Le sénateur de Vendée reste dans la course pour devenir le nouveau patron de LR face à Eric Ciotti, favori du scrutin, dont le premier tour commence samedi.

« Je suis le candidat de la rupture. La rupture avec le passé, qui est pour moi souvent un passif. » Bruno Retailleau compte dégainer ce slogan jusqu’aux dernières heures de la campagne. C’est devenu la marque de fabrique de sa candidature à la présidence des Républicains. Le premier tour de l’élection débute samedi 3 décembre à 18  heures. Les résultats seront proclamés dimanche soir. 

Face à ses deux rivaux, le grand favori Eric Ciotti et le challenger Aurélien Pradié, le sénateur de Vendée espère au moins provoquer un second tour, qui se tiendrait la semaine suivante. Et, pourquoi pas, créer la surprise.

Malgré les vents contraires, le président du groupe LR à la Chambre haute reste intimement convaincu qu’il est le seul à pouvoir encore relever une droite en danger de mort et ainsi faire oublier les douloureux 4,78% de Valérie Pécresse à la présidentielle.  » Sur les sujets régaliens comme la sécurité, je suis d’accord qu’il n’y pas beaucoup de différences avec les propositions d’Eric Ciotti. Mais en revanche, il est seul aujourd’hui à parler de projet de civilisation et à défendre l’identité française », avance auprès de franceinfo le sénateur LR du Nord, Marc-Philippe Daubresse, qui soutient la candidature de Bruno Retailleau.

« L’heure est venue, celle d’une rupture franche avec la double impasse qui nous amène là où nous sommes aujourd’hui : l’entre-soi des décisions et l’entre-deux des convictions »
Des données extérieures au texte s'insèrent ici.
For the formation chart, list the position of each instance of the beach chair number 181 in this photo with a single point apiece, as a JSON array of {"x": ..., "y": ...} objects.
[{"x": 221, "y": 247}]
Bruno Retailleau, candidat à la présidence de LR et sénateur de Vendée

à franceinfo

Souverainiste assumé, Bruno Retailleau n’est pas issu de la droite classique et il a décidé d’en faire une force. Encarté à l’UMP puis aux Républicains depuis 2012, le Choletais de 62 ans a fait ses premiers pas en politique dans l’ombre de Philippe de Villiers. L’ancien candidat à la présidentielle le repère à l’âge de 16 ans . Ce dernier participe en tant que cavalier bénévole au spectacle du Puy-du-Fou créé par son futur mentor, comme le raconte Le Point . Une parfaite entente va naître entre les deux hommes. Sans hésiter, le baron vendéen lui confie alors la mise en scène de la Cinéscénie, le show nocturne du site, puis la présidence du Grand Parcours du Puy-du-Fou, la société qui gère le célèbre parc d’attractions.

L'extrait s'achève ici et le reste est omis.